In this research, IRC was applied as a health condition assessment method for MS. Two main improvements were made in this method. One of the improvements was to apply FCST and the entropy weight as the comprehensive weight method. This method fully considered the influence of the subjective and objective factors on the weight. It also converted the comprehensive weight to an angle, it caused the proposed method to reflect the influence degree of indexes on the evaluation objects, and it had unique eigenvector and evaluation results. Another improvement was the continuous online assessment of a system that contained multiequipment and multiparameters. The health value was used as an indicator to assess the health status of the system according to the changes in the parameters. The result showed that the proposed method gave reliable and accurate assessment results that could provide a reference for CBM and decision-making.

Compared with health condition assessment methods, the IRC method had full consideration of the influence of multiparameters on a system during working conditions.
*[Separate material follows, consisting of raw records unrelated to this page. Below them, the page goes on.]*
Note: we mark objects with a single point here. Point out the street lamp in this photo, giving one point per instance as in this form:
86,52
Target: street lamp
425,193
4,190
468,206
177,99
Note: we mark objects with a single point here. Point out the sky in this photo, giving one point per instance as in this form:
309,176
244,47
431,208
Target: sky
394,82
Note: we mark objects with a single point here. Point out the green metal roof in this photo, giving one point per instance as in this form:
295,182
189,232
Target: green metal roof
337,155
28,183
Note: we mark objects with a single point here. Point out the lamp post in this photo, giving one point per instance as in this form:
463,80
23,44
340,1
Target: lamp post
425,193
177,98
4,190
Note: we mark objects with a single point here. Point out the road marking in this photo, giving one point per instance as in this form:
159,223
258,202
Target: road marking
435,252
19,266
The experimental results also showed that the IRC method was more effective in achieving the dynamic state assessment of a system. In future work, we plan to develop a new method based on an adaptive baseline-threshold model for real-time condition monitoring and health assessment.

Data Availability

The data used to support the findings of this study are available from the corresponding author upon request.

Conflicts of Interest

The authors declare that they have no conflicts of interest.

Acknowledgments

This project was supported by the National Key Research and Development Program of China (no. 2018YFB1601502), High-Tech Ship Scientific Research Projects (no. MC-201712-C07), and the Fundamental Research Funds for the Central Universities (no. 31320190060).